Jeremiah was God's prophet at this time, when Judah was just about to suffer captivity. He was God's last major prophet—the last one He sent to appeal to the Judeans before their society, their civilization, came to an end. What was Jeremiah's complaint? "For twenty-three years I've been speaking to you, and you're not listening." And because they did not listen, by the time of Jeremiah 25, the nation had already been defeated, and a small group of refugees was on the run trying to save their lives. So Jeremiah made it very plain: "You didn't listen."

This is typical of why Jesus admonishes us to listen. They heard, but they did not listen. The direct result was ultimately the pain of warfare, but also all of the disruptions in society before the war actually broke out—the kind of things that our culture is struggling with now—things similar to the drug scene, rampant murder, all kinds of disease, and so forth. God said if they would only repent, He would heal them.
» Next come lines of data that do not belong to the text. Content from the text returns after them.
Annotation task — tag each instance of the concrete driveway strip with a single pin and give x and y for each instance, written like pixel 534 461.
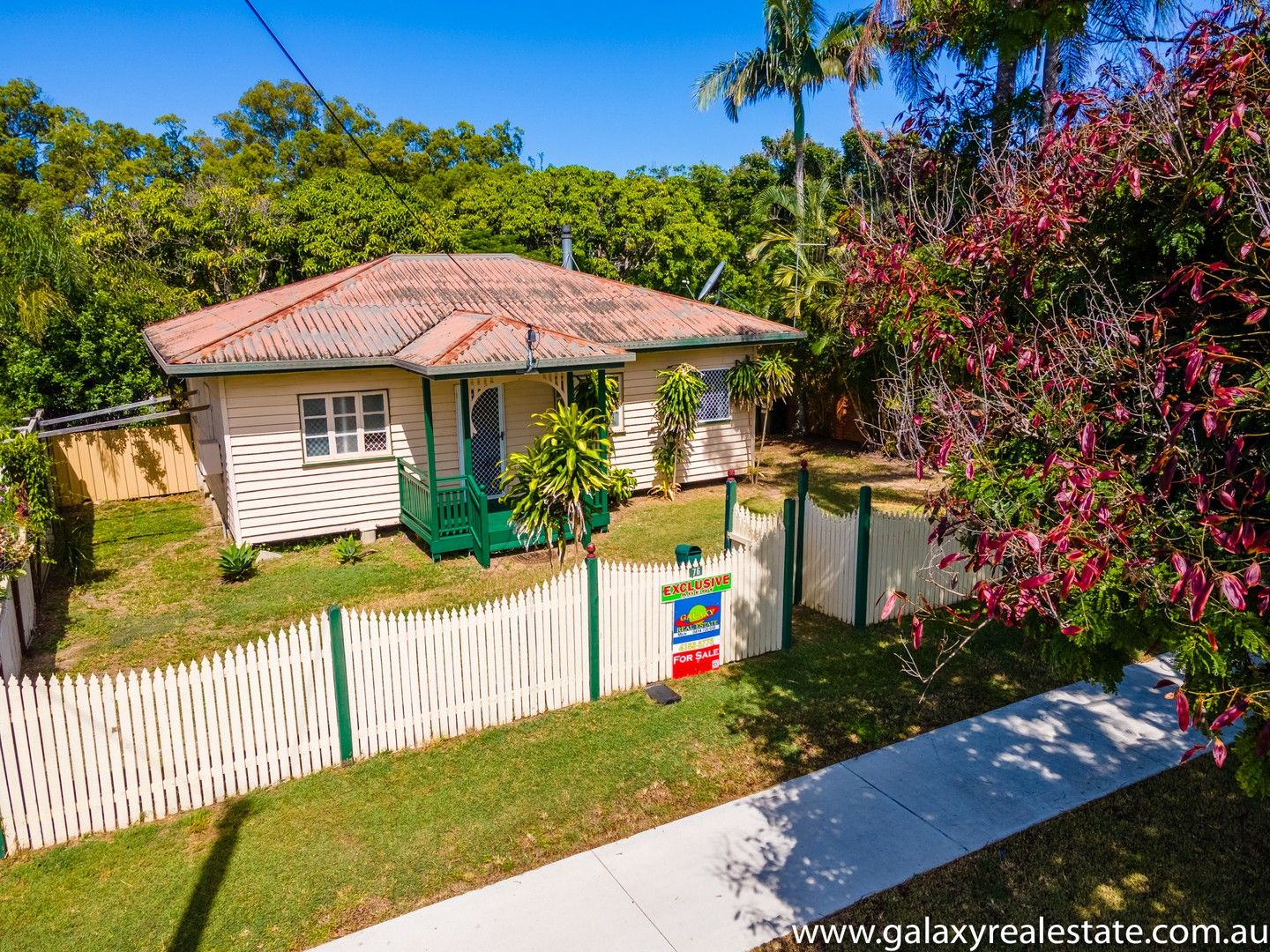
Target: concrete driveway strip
pixel 572 904
pixel 729 879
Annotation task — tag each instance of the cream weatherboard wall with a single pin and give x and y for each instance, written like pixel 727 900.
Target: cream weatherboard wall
pixel 272 494
pixel 718 446
pixel 277 495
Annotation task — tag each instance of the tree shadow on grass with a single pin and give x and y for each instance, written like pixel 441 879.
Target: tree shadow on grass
pixel 840 692
pixel 193 920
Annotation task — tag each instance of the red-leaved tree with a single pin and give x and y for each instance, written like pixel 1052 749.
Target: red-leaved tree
pixel 1073 334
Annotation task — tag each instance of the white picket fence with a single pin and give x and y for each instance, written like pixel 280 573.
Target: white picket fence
pixel 630 602
pixel 101 753
pixel 900 559
pixel 830 562
pixel 748 527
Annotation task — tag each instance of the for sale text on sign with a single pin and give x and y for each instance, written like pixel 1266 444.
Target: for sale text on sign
pixel 695 634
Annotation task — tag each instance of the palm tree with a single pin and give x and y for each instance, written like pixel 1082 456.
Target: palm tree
pixel 43 274
pixel 793 63
pixel 1045 42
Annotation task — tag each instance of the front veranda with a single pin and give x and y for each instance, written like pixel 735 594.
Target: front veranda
pixel 462 512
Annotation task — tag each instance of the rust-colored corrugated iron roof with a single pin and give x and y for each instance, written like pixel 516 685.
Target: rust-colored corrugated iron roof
pixel 493 343
pixel 415 310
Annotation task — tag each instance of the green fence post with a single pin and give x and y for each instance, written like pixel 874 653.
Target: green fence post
pixel 802 519
pixel 729 495
pixel 340 674
pixel 594 619
pixel 863 531
pixel 788 591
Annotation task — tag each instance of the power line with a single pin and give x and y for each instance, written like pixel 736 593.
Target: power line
pixel 334 115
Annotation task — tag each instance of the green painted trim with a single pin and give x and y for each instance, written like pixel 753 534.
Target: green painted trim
pixel 340 674
pixel 788 597
pixel 465 420
pixel 435 530
pixel 519 368
pixel 427 428
pixel 594 620
pixel 729 502
pixel 802 519
pixel 863 528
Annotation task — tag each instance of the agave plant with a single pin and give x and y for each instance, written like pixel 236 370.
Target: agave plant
pixel 349 550
pixel 236 562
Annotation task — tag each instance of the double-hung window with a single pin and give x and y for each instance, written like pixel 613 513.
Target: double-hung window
pixel 344 424
pixel 715 403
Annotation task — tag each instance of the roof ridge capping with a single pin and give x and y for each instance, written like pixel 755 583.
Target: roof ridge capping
pixel 338 279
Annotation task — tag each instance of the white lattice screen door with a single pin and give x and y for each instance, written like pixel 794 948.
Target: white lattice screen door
pixel 489 447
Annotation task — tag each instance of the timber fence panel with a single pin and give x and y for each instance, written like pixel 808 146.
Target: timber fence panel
pixel 138 462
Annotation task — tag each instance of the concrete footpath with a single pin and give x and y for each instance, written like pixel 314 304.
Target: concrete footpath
pixel 736 876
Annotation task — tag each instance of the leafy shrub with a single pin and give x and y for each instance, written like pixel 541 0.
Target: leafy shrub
pixel 349 550
pixel 623 487
pixel 16 548
pixel 74 548
pixel 236 562
pixel 551 487
pixel 678 401
pixel 26 482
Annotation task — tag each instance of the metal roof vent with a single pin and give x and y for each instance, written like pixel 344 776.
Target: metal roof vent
pixel 566 249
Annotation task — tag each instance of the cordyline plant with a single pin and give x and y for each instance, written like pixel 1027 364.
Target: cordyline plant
pixel 677 406
pixel 1074 335
pixel 759 383
pixel 556 485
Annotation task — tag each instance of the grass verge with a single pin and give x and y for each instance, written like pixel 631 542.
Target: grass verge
pixel 296 865
pixel 152 594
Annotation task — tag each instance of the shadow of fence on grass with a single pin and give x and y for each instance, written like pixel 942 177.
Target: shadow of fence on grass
pixel 211 877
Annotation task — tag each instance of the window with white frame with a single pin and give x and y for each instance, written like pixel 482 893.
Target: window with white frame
pixel 715 403
pixel 344 424
pixel 617 419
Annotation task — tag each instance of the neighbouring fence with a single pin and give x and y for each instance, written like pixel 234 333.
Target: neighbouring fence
pixel 848 573
pixel 100 753
pixel 17 619
pixel 101 466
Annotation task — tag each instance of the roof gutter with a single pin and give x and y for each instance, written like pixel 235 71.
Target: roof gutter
pixel 730 340
pixel 544 366
pixel 342 363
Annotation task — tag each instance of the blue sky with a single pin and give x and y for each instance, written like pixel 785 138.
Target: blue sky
pixel 605 84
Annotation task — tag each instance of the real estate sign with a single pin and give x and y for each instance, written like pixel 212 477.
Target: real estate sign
pixel 695 634
pixel 698 585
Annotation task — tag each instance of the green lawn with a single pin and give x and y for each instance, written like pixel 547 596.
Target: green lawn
pixel 153 594
pixel 292 866
pixel 1184 847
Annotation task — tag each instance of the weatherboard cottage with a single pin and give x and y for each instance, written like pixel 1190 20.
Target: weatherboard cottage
pixel 392 392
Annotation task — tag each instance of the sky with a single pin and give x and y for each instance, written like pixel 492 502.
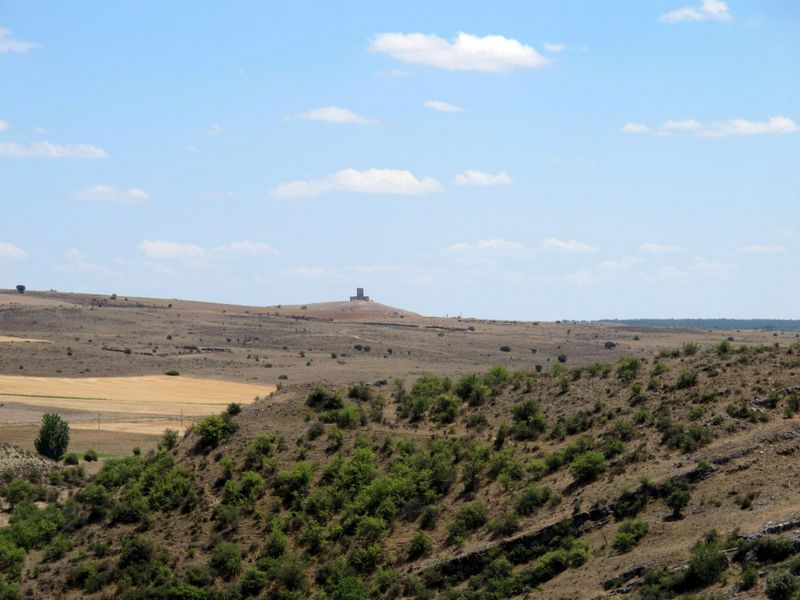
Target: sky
pixel 538 160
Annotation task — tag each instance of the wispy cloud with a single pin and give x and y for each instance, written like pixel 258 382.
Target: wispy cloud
pixel 160 249
pixel 9 44
pixel 369 181
pixel 554 48
pixel 777 125
pixel 485 247
pixel 111 195
pixel 707 10
pixel 491 53
pixel 47 150
pixel 334 114
pixel 635 128
pixel 481 179
pixel 11 252
pixel 568 246
pixel 653 248
pixel 761 249
pixel 442 106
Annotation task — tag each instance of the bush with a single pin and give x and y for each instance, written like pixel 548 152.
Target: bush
pixel 781 586
pixel 169 439
pixel 53 438
pixel 588 466
pixel 687 379
pixel 420 546
pixel 629 535
pixel 349 588
pixel 212 430
pixel 628 368
pixel 252 581
pixel 322 399
pixel 472 389
pixel 226 559
pixel 11 559
pixel 445 409
pixel 529 421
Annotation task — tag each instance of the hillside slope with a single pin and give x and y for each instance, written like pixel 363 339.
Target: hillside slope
pixel 567 484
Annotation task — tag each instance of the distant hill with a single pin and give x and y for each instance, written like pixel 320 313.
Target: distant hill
pixel 765 324
pixel 352 309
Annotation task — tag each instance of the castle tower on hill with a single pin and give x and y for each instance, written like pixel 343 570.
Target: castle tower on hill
pixel 359 295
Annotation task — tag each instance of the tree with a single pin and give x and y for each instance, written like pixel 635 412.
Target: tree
pixel 53 437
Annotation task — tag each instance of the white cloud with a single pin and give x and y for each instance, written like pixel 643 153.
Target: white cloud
pixel 555 48
pixel 159 249
pixel 47 150
pixel 12 252
pixel 9 44
pixel 334 114
pixel 78 263
pixel 495 246
pixel 569 246
pixel 775 125
pixel 762 249
pixel 491 53
pixel 635 128
pixel 369 181
pixel 684 125
pixel 442 106
pixel 622 264
pixel 246 248
pixel 652 248
pixel 481 179
pixel 162 249
pixel 217 195
pixel 713 10
pixel 111 195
They did not listen. They did not repent. They did not get healed. Instead, they went through war and into captivity, and these few had to flee for their lives. God is saying what almost any parent would say to a child in a similar situation: "I told you not to do that, but you wouldn't listen." How many times have we said that to our children?

Why did Judah not listen? The answer is not difficult. They did not listen because, to them, the word spoken by God's prophets carried no authority. They dismissed it as a little thing, of having no consequence. It carried no authority with them because the people had no faith in God's sovereignty.

Because these people had made the covenant with God and had been taught by one of God's prophets, if asked if they believed in God, these Judeans would have replied, "Yes, I believe in God." But the practical reality is that they had no faith in God; they lived as if He were nowhere around. They did not have faith that He had the power to do what He said or that He cared enough about them to do it. In a word, they did not have living faith.

Why is it so important to listen to God's message? Because it is to those who listen and believe the message that God's summons comes and through whom God's work is done.

John W. Ritenbaugh
The Sovereignty of God (Part One)

Jeremiah 36:5-7

Jeremiah had upset the apostate leadership so much that they had forbidden him to enter the Temple precincts. Jeremiah, therefore, delegates Baruch as his proxy.